David Hockney, "Hollywood Hills House", 1980, Collection Walker Art Center, Minneapolis. Gift of Penny and Mike Winton, 1983 © David Hockney
L’appartement d’Ossie, au dernier étage d’un superbe immeuble, immense, lumineux, adossé à une terrasse-jardin embrouillamini de plantes et d’arbres exubérants, donnait le sentiment, avec ses canapés en tous sens, d’être une suite de vastes salles d’attente d’un aéroport futuriste. Peu ou pas de meubles, pas de tables ni de chaises, mais des toiles aux murs, des toiles des plus grands : de Kooning, David Hockney, Jackson Pollock, Roy Lichtenstein, Andy Warhol, Jasper Johns… Ossie trimballait sa grande carcasse, très pulpeuse pour une anglaise, dans un sari immaculé. Ses cheveux longs, très noirs, ramenés en une longue tresse qui lui battait le bas du dos, un maquillage très élaboré, lui donnait un air de danseuse d’un temple dédié à la déesse Jivah.

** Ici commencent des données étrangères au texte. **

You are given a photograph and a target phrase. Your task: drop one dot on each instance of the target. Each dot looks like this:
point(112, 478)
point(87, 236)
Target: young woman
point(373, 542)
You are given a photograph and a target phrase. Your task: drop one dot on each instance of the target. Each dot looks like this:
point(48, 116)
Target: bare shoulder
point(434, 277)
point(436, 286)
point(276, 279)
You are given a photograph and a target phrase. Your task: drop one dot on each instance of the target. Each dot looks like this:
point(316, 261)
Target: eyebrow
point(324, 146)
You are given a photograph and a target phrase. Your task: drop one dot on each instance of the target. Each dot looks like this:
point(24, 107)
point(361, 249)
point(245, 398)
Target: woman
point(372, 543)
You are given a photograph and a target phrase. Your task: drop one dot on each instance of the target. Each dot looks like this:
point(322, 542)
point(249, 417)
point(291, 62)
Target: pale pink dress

Des bougies et des lampes à huile posées à même le plancher ou sur les plateaux des cheminées, ainsi que des brûleurs d’huiles essentielles, et la musique Rabi Shankar en boucle, achevaient de les dépayser.
Chloé, après la tension de la conduite de la Norton, se laissait aller en s’avachissant sur un canapé demi-circulaire pour s’offrir quelques lignes. Ossie, elle, affichait une sérénité souriante qui la rendait disponible, elle conduisit Benoît dans la salle de bain, une vaste pièce circulaire dont le centre était occupé par une grande vasque de marbre emplit d’une eau qui exhalait des vapeurs parfumées au bois de santal, et le défit de bas en haut avec beaucoup de délicatesse ce qui lui évita d’afficher une érection. Avec toujours la même grâce elle libérait son corps du sari. La vue de sa nudité charnue précipitait cette fois-ci Benoît dans une vive bandaison. Bêtement il posait ses mains jointes sur son sexe dressé. Ossie les écartait doucement et, d’une main douce et ferme, elle apaisait ses élancements sans pour autant l’amener à la libération. Ils n’avaient échangé aucune parole, étrangement, une fois qu’ils furent plongés dans la vasque émolliente, alors que leurs corps étaient quasi enchâssés, Benoît ne ressentait plus l’envie d’aller plus avant. Son corps relâché se laissait aller aux caresses d’Ossie et, la seule envie qui l’envahissait était celle de dormir.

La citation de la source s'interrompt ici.